My story, set in 1990, has secret societies of immortal beings (vampires, werewolves, elves, leprechauns, etc.) living amongst the human race and trying to survive while remaining a secret. One idea about this world that I've had for ages is the concept of "grades" of magical blood, both in the immortal beings and in the human stock they mutated from. There are four grades, in increasing order of power and rarity: gamma (60% of the human population), beta (30%), alpha (9%) and cambion (1%). The higher your grade of magical blood, the more of your race's powers and the fewer of your race's weaknesses that you have. If you're a human, your blood grade is randomized at birth, basically completely irrespective of what grades your parents were. However, if you're an immortal, the grades of your parents are taken into account, and due to how it works, it'll most likely be the lower grade between the two. For example, a cambion immortal with an alpha partner has a 1 in 10 chance of having a cambion child, with a beta partner it's 1 in 31, and with a gamma partner it's 1 in 61. In addition, in cases where it's an immortal and a human, if the human is the one with the higher blood grade, it will automatically default to the immortal's lower grade.
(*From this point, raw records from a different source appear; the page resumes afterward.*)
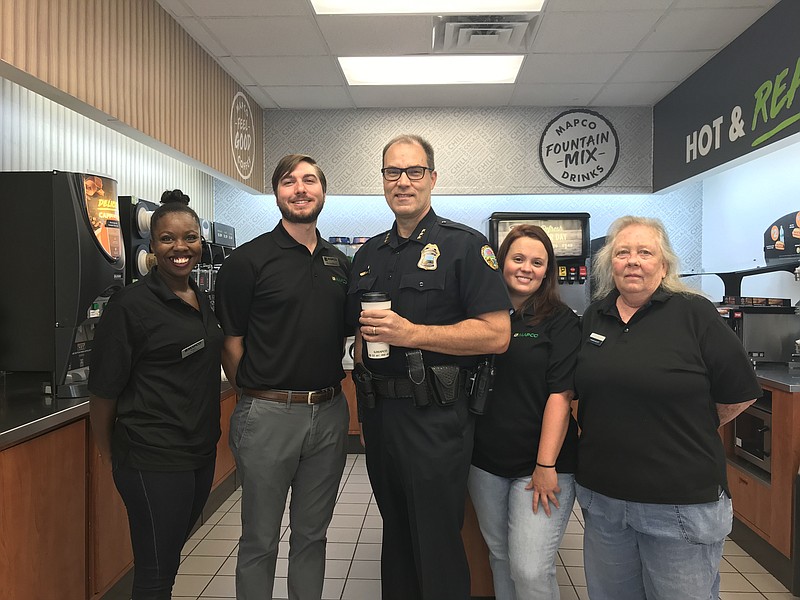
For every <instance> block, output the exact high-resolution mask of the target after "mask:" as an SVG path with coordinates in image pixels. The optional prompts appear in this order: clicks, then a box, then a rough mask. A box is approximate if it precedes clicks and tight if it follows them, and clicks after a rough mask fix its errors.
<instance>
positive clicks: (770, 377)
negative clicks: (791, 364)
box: [756, 364, 800, 393]
mask: <svg viewBox="0 0 800 600" xmlns="http://www.w3.org/2000/svg"><path fill="white" fill-rule="evenodd" d="M756 376H757V377H758V382H759V383H761V384H763V385H768V386H770V387H773V388H775V389H778V390H782V391H784V392H790V393H794V392H800V369H789V367H787V366H786V365H785V364H772V365H766V366H759V367H756Z"/></svg>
This means that the cambion immortals are rare and, crucially, impossible to replace should all of them be destroyed. This has caused immortal species whose cultures emphasize protecting the cambions among their ranks to have a survival advantage, meaning most immortal societies regard cambion life as far more valuable than the lives of lesser blood grades. The way I envision it currently, the culture many immortals are brought up in drives most lower-grade immortals to be prepared to die to protect the cambions among them. A "lowblood" who allowed a cambion to die to save their own skin is regarded in nearly all immortal circles with the same visceral contempt with which a human would regard someone using an infant as a human shield.
Now, obviously, I know enough about history to know that it's far from impossible to make people prepared to die in the name of something they perceive as greater than themselves. The issue comes with species like vampires.
See, vampires, like in nearly all popular culture, have the ability to "turn" humans into more vampires. A vampire can't turn a human of an equal or higher magic grade than themselves, so this isn't a way to make more cambions, but it allows them to replenish their ranks extremely quickly as long as the cambions stay alive, and it's a major survival advantage that has caused vampires, along with other races with the ability to "turn", to become the dominant immortal species.
But this means that vampires will regularly be replenishing their ranks with ex-humans who grew to adulthood in a completely different culture that didn't drill into their heads how important it is to keep the species alive at any cost. The entire survival advantage of these turned vampires is the ease with which they can be replaced, but with this ability to turn, most of the "cannon fodder" will be coming from a background that hasn't actually taught them to view themselves as cannon fodder.
For vampire clans where this bigotry is overt, on-the-books marginalization of the non-cambions, where failure to do what the cambions say is punishable by death (and the incentive to become a vampire in spite of all this is the general license to abuse your power that these more villainous clans grant), this doesn't matter as much. But if I want to explore this bigotry in a less overt fashion, more in the form of cultural values and social enforcement, I'm having trouble imagining how this sort of culture could survive when it keeps getting new members who are naturally inclined to see it as nonsense, and nonsense that comes directly at their expense.
How can I stop the regular influx of people who weren't raised as vampires from inherently undermining the culture of "species patriotism" among the lower class that these immortal clans rely on to flourish?